Comparing this performance with other relevant schemes, we find out the following. We gather in Table 2 the time cost of all cryptographic operations for several hardware/software configurations as found in the scientific literature. In terms of computation cost for the IoMT devices, the proposal introduced by Li et al. [16] has a total computation cost for each TDi equal to 2Te2 + Tmp + Te, as indicated by the authors. In particular, 2Te2 is the time needed to encrypt the health data and Tmp + Te is the time needed for signature creation (see Table 3). Similarly, the method presented in [22] requires Te + Te2 for the cyphering process, Tmp + Ts for signature creation, and 2Tp + Tmp for verification (see Table 3). As another example, the method introduced in [23] requires a total computation cost of (2Te + Te2) + (Tmp + Tm), the former for encryption and the latter for signature creation (see Table 3). As previously mentioned, these times will vary according to the hardware and/or software characteristics of the device that runs these functions. However, if we compare the total computational cost for the TD, we can see in last row of Table 2 that our scheme performs better than [22] and worse than [21, 23]. The reason lies on the fact that we are using AES CTR for encryption, which heavily influences the performance. Nevertheless, observe that the dual signature ECDSA could be compatible with homomorphic-based cryptosystems, avoiding the use of AES and highly reducing the time cost.

Regarding the performance of the edge device ECS, Figure 5 represents the time cost from the ECS perspective as a function of the number of TD under its coverage. Assuming there are x TDi elements for one ECSj, the total time cost for an ECSj in our proposal is equal to x·TVer + (4 + 64)·THash + ((128 + 16 + 32) + 64)·x·THash + TSig. If we substitute the values using Table 2, then the total computational cost is (x·27,134) + 1,239 ms. As observed in Figure 5, our scheme is affected by the use of the AES algorithm for encryption, and thus any modification in this task will benefit our proposal. It is important to note that using AES is just an example for encryption, but our proposal does not require to employ this algorithm in order to apply the dual signature ECDSA.

5.2. Communication Cost

To assess the communication cost, we assume that there are a total of z ECS and that each ECS includes x TD devices. Then, the communication cost would be as follows. The message M1 sent from each TDi contains [{IDTDi, e, (r, s)}, {m, f, QTDi}], as depicted in Figure 3. Without taking into account the health data m, the communication overhead would be (4 + 32 + 64 + 32 + 8) bytes, respectively, i.e., 140 bytes. Similarly, the message M2 sent from an ECSj to the cloud C contains [{IDECSj, h, (r, s)M2}, {m, f, QTDi, (r, s)}·x], as depicted in Figure 4. Therefore, the communication overhead introduced by the ECSj is equal to (4 + 32 + 64) bytes, i.e., 100 bytes. This represents a total communication overhead from all TDi and all ECSj equal to (140 × z + 100·z) bytes, which is a communication overhead that is slightly smaller than the method presented in [21] and outperforms the proposals from [22, 23].

6. Conclusions

In this paper, an original method to include a dual signature into ECDSA has been proposed. The use of the presented method allows for the preservation of privacy in data transferred from IoMT devices to the cloud through edge computing servers.
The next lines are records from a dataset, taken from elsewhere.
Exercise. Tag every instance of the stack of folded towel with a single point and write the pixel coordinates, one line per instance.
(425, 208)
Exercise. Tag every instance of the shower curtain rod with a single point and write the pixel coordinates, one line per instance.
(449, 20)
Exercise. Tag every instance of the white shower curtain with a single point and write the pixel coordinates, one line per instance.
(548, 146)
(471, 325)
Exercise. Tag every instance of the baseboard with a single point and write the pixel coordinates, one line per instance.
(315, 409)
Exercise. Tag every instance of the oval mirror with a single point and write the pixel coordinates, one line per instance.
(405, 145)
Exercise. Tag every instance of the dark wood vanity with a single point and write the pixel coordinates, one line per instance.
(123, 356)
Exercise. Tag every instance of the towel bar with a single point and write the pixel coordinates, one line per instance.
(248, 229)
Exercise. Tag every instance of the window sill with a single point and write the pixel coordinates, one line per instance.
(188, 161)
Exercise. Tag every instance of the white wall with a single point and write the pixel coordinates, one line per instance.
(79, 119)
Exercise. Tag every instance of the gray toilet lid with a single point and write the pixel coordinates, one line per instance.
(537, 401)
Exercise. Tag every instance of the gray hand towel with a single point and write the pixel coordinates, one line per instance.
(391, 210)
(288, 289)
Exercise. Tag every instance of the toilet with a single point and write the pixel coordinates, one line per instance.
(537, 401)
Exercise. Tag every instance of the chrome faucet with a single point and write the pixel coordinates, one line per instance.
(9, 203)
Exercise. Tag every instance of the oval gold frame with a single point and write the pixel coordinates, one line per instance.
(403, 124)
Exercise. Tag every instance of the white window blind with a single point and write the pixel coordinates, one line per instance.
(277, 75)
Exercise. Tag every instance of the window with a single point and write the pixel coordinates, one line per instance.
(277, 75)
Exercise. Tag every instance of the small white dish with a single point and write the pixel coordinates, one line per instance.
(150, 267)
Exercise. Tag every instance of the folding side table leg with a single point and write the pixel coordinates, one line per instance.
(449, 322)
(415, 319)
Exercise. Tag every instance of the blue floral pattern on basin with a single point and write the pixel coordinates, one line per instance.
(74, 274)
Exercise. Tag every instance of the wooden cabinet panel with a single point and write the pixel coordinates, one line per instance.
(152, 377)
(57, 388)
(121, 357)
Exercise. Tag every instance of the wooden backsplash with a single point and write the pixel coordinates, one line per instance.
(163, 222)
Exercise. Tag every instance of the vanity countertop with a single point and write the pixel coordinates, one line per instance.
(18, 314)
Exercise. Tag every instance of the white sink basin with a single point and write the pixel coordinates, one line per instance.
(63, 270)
Specifically, collected health data remain invisible to the edge device, and the identity of the transmission medical IoT device, e.g., wearables or smartphones, is anonymous to the cloud. This solution is affordable for constrained IoMT devices, and at the same time, its hardware implementation is completely feasible because of its ECC-based approach.

Data Availability

No data were used to support this study.

Conflicts of Interest

The authors declare that there are no conflicts of interest regarding the publication of this paper.

Acknowledgments

This research was supported by the AEI/FEDER EU project grant (AIM) (TEC2016-76465-C2-1-R).